Kata “kangkuang” dalam Kamus Baso Minangkabau (Bapayuang, 2015:201) artinya katak besar yang sering mengeluarkan bunyi brisik kang-kuang pada malam hari, atau di kala hujan. Binatang ini berkulit halus dan licin, berjalan dengan cara melompat-lompat, postur dan penampilannya banyak orang tidak suka/menjijikkan.Tidak dapat dipungkiri, bahwa perubahan zaman telah menghanyutkan sebahagian dari padusi Minangkabau, terutama para pemuja modernisasi yang hanyut dalam arus globalisasi.
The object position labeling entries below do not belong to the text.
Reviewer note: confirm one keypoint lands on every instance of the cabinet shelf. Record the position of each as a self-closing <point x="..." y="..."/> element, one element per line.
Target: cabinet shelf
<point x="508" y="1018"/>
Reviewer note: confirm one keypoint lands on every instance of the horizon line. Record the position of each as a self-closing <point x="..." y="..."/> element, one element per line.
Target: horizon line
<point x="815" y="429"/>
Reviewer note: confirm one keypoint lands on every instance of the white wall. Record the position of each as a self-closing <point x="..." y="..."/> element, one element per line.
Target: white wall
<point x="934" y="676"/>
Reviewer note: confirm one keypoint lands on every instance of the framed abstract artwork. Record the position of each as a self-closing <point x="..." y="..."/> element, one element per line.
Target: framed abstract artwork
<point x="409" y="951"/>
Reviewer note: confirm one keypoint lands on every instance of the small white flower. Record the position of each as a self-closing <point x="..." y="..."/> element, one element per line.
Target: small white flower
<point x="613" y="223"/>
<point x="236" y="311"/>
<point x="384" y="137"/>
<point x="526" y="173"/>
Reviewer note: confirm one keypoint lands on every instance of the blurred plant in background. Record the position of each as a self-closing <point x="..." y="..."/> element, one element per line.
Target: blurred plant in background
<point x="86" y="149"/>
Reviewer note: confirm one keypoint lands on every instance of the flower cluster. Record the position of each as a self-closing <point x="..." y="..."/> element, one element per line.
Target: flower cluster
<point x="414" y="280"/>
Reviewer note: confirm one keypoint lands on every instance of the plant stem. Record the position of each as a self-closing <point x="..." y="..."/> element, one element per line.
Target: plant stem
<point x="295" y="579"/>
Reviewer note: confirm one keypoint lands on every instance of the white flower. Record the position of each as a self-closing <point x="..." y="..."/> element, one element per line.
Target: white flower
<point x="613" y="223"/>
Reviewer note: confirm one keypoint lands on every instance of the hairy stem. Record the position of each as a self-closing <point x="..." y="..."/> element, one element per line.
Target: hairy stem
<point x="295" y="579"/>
Prilaku mereka seringkali tidak melihat sisi kearifan dan kecerdasan dalam adat budaya mereka. Bahkan sering terjadi kesalahan dalam memahami adat budaya tersebut, sehingga tergambar dalam sikap dan prilaku mereka.  Keadaan ini membuat adat budaya itu sendiri semakin tercemar dan tidak lagi memperlihatkan adat budaya Minangkabau yang berperadaban tinggi.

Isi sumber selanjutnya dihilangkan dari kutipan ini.